Antonio Edson interpreta Tio Vânia com todo o enjoo e exagero do protagonista. Arildo de Barros expõe a velhice em sua face intransigente e amarga. Eduardo Moreira compõe, com Fernanda Vianna, o casal onde se joga certo intuito, menos alarmante que o som de uma gaita abafada, mas que está lá, sob a chuva, e tilinta. Paulo André nos livra de imaginar que a ingenuidade esteja imune ao sofrimento. Teuda Bara propicia o riso, para que o cérebro se alague após instantes. E Mariana Lima Muniz, encurvada, é toda hesitação diante de mundo áspero que se nega ao contato do pano, úmido e desfiado, de suas jovens mãos calejadas. Em todos o rancor ressoa. Entre as estratégias utilizadas o cinismo, a ironia, a agressão física ou moral em palavras e gestos.
Resiste na cena a dança de Helena, com os olhos a piscarem em sintonia contrária a do desanimado Tio Vânia, prostrado em uma cadeira caquética que assemelha-se ao próprio estado emocional. A comparação que ele faz a um esforço excessivo, imbuindo-lhe de cansaço, acopla-se ao vapor do clima como a fumaça do café procura o bule sobre a mesa miserável. A animada sugestão do alcoólatra Dr. Ástrov a Teléguine para que cantem juntos, e a recusa, deixando-o abandonado é outro momento forte. Tal qual o movimento do cenário ao arredar espaço em nós para que recebamos o “não” de Serebriákov, referente ao humilde pedido de Sônia para que Helena toque. O cartaz afetivo nos alcança em cheio quando, com flores na mão, Tio Vânia observa o impensado. E o planeta, alheio, entope-se de surpresas desagradáveis. Talvez por isso a rotina acene à estrada.
Mas afinal de contas, o que nos traz a adaptação do Galpão para o clássico de Tchékhov? Uma pergunta particular e universal, atribuição inerente a textos que sobrevivem à usina nuclear do deus tempo, dono exclusivo da ampola, aquele ao qual se encolhem as personagens ao buscarem o conforto debaixo de asas cálidas. Ao aceitarem o destino – trapaceiro, avarento e indigesto – a luz baixa pequenininha a alcançar o rosto dos que permaneceram até o fim dos acontecimentos, desistindo somente das próprias vidas, não de vivê-las. E no escuro o silêncio é capaz de urdir sons imaginários, mais que à igreja, a procissão, as promessas. O silêncio, ponto crucial da montagem, abarrota-nos em redenção.

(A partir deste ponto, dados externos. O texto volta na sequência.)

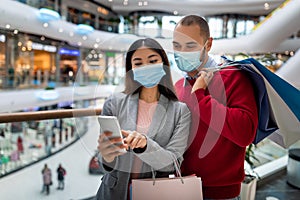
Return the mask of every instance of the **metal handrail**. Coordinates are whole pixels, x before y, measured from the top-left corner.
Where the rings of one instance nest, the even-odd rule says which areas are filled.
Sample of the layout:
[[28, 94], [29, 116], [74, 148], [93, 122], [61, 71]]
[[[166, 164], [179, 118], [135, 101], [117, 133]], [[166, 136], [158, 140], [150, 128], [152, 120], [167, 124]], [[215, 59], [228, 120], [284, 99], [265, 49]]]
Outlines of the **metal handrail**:
[[100, 115], [101, 108], [61, 109], [36, 112], [17, 112], [0, 114], [0, 123], [37, 121], [73, 117], [88, 117]]

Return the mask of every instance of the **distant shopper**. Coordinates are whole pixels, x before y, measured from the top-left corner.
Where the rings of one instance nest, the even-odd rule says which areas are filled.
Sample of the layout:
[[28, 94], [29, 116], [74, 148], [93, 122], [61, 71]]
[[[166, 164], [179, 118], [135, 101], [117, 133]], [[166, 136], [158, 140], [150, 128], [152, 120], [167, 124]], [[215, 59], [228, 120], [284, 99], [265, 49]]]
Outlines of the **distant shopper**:
[[23, 139], [21, 136], [18, 136], [17, 139], [17, 147], [18, 147], [18, 152], [23, 153], [24, 152], [24, 147], [23, 147]]
[[68, 141], [68, 138], [69, 138], [69, 129], [65, 128], [65, 140], [66, 140], [66, 142]]
[[8, 69], [8, 86], [13, 87], [14, 86], [14, 79], [15, 79], [15, 70], [12, 66]]
[[57, 187], [57, 189], [58, 190], [63, 190], [65, 188], [65, 182], [64, 182], [64, 180], [65, 180], [66, 170], [65, 170], [65, 168], [63, 168], [61, 166], [61, 164], [59, 164], [56, 172], [57, 172], [57, 180], [58, 180], [58, 187]]
[[46, 190], [46, 194], [48, 195], [50, 193], [50, 185], [52, 185], [52, 174], [47, 164], [45, 164], [44, 169], [42, 170], [42, 175], [44, 183], [42, 193]]

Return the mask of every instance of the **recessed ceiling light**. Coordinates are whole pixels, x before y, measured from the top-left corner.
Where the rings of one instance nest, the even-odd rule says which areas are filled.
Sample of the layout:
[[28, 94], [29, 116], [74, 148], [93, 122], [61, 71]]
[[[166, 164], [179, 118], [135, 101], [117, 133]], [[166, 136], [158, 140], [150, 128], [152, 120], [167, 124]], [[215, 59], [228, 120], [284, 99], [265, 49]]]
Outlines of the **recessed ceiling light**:
[[64, 32], [64, 29], [59, 28], [59, 29], [58, 29], [58, 32], [62, 33], [62, 32]]
[[76, 33], [79, 35], [87, 35], [94, 31], [94, 28], [87, 24], [78, 24], [76, 27]]
[[99, 47], [99, 44], [95, 43], [94, 48], [97, 49]]
[[49, 26], [48, 23], [44, 23], [44, 24], [43, 24], [43, 27], [45, 27], [45, 28], [47, 28], [48, 26]]
[[87, 36], [86, 36], [86, 35], [82, 36], [82, 39], [83, 39], [83, 40], [86, 40], [86, 39], [87, 39]]
[[269, 9], [270, 9], [270, 4], [265, 3], [265, 4], [264, 4], [264, 9], [265, 9], [265, 10], [269, 10]]
[[10, 24], [6, 24], [5, 28], [10, 29]]
[[17, 29], [14, 30], [14, 34], [17, 35], [19, 31]]
[[148, 1], [144, 1], [144, 6], [148, 6]]
[[143, 2], [139, 1], [139, 2], [138, 2], [138, 5], [139, 5], [139, 6], [143, 6]]
[[77, 42], [77, 45], [78, 45], [78, 46], [81, 46], [81, 45], [82, 45], [82, 43], [81, 43], [81, 42]]
[[45, 37], [44, 37], [44, 36], [42, 36], [42, 37], [41, 37], [41, 40], [42, 40], [42, 41], [44, 41], [44, 40], [45, 40]]
[[70, 35], [70, 37], [73, 37], [73, 36], [74, 36], [74, 33], [73, 33], [73, 32], [70, 32], [69, 35]]
[[100, 42], [100, 38], [96, 38], [96, 42]]
[[174, 14], [174, 15], [178, 15], [178, 11], [177, 11], [177, 10], [174, 10], [173, 14]]
[[51, 10], [48, 8], [41, 8], [38, 13], [38, 18], [42, 22], [49, 22], [49, 21], [59, 20], [60, 15], [55, 10]]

Tio Vânia – Encenada a primeira vez em 1897. Escrita por Anton Tchékhov, já foi apresentada um sem número de vezes ao redor do mundo. Considerada um clássico da dramaturgia universal. A primeira apresentação em Moscou, capital russa, país de origem do autor, foi em 1899, com direção de Constantin Stanislavski. Entre as peças mais famosas de Tchékhov estão “A Gaivota”, “As Três Irmãs” e “O Jardim das Cerejeiras”.
Raphael Vidigal
4 Comentários
Adorei, meu genrinho preferido! Um abraço
O Filme é maravilhoso!!
Pude sentir o desafino do silêncio novamente… que descompassa sem querer as alegrias insonsas.
Comentários poéticos! vc escreve muito bem Raphael Vidigal, parabéns!